Madani Sabitou est descendant dImrana Hèla de Timbi Touni. Sa famille, venue avec El Hadj
Oumar Tall, s’est installée dans un premier temps à Héllayabèh, puis à Dinguiraye. Quant à
Fatoumata, elle était l’unique fille de Bocar Hamidou Sy Savané et de Maimouna Ba, une Peule
du Macina. Quand son père décédât, Tierno Ba faisait ses études à Lyon. Il n’eut le temps de
revenir l’enterrer. Ceci explique probablement pourquoi il a voulu rester en Guinée s’occuper
de son père, qui décédera en 1969, plutôt que de chercher à fuir le pays.

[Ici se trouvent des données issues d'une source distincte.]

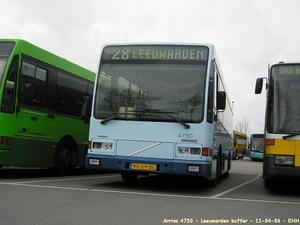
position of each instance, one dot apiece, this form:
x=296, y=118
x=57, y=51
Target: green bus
x=41, y=99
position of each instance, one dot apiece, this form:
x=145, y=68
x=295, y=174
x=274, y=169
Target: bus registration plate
x=141, y=166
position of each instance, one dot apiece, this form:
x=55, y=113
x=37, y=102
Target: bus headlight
x=284, y=160
x=107, y=146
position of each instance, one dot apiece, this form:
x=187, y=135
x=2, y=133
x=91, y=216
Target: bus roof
x=31, y=50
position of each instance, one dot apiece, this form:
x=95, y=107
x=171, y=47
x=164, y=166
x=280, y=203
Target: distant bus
x=161, y=108
x=282, y=123
x=41, y=98
x=239, y=145
x=256, y=146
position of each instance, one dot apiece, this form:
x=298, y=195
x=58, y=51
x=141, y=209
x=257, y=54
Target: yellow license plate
x=141, y=166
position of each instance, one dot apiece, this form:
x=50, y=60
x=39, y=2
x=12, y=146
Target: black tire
x=212, y=183
x=129, y=177
x=269, y=184
x=65, y=158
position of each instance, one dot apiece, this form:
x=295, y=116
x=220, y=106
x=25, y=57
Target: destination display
x=155, y=52
x=288, y=69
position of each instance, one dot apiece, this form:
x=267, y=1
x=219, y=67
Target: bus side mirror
x=221, y=100
x=258, y=85
x=86, y=109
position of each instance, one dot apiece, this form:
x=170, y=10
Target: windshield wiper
x=115, y=116
x=110, y=118
x=291, y=135
x=186, y=126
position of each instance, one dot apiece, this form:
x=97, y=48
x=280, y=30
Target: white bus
x=160, y=108
x=281, y=160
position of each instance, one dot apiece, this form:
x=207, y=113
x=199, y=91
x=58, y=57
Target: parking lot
x=32, y=196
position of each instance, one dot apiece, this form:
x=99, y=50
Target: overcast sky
x=248, y=34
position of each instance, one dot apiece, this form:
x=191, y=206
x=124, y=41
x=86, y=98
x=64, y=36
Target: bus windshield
x=284, y=92
x=143, y=89
x=257, y=145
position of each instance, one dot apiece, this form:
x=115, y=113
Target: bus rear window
x=6, y=48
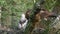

Tierno Ba avait trois frères et sept sœurs. Par ordre d’aînesse, Hadja Kadé Ba, épouse de feu
Bocar Biro Barry (diplomate), Hadja Nima Ba Sow (institutrice, première députée de Guinée,
et pensionnaire du camp Boiro pendant huit mois pour avoir fait fuir ses enfants hors du pays.
Hadja Nima est aussi l’épouse de Sow Mamadou, lui-même mort dans les geôles de AST) , feu
Mamadou Ba (chef de l’opposition guinéenne sous Lansana Conté, et condamné à mort par
contumace sous la Première République), Hadja Maimouna Ba (pharmacienne) épouse de feu
Docteur Bocar Maréga (exécuté à Kindia), feue Souadou Ba, épouse de feu Mamadou Dia
(diplomate à la FAO), Aissatou Ba (institutrice et chef d’établissement scolaire), Bocar Ba
(commerçant), Aliou Ba (commerçant), Macka Ba (ingénieur informaticien) et Madina Ba
(expert-comptable).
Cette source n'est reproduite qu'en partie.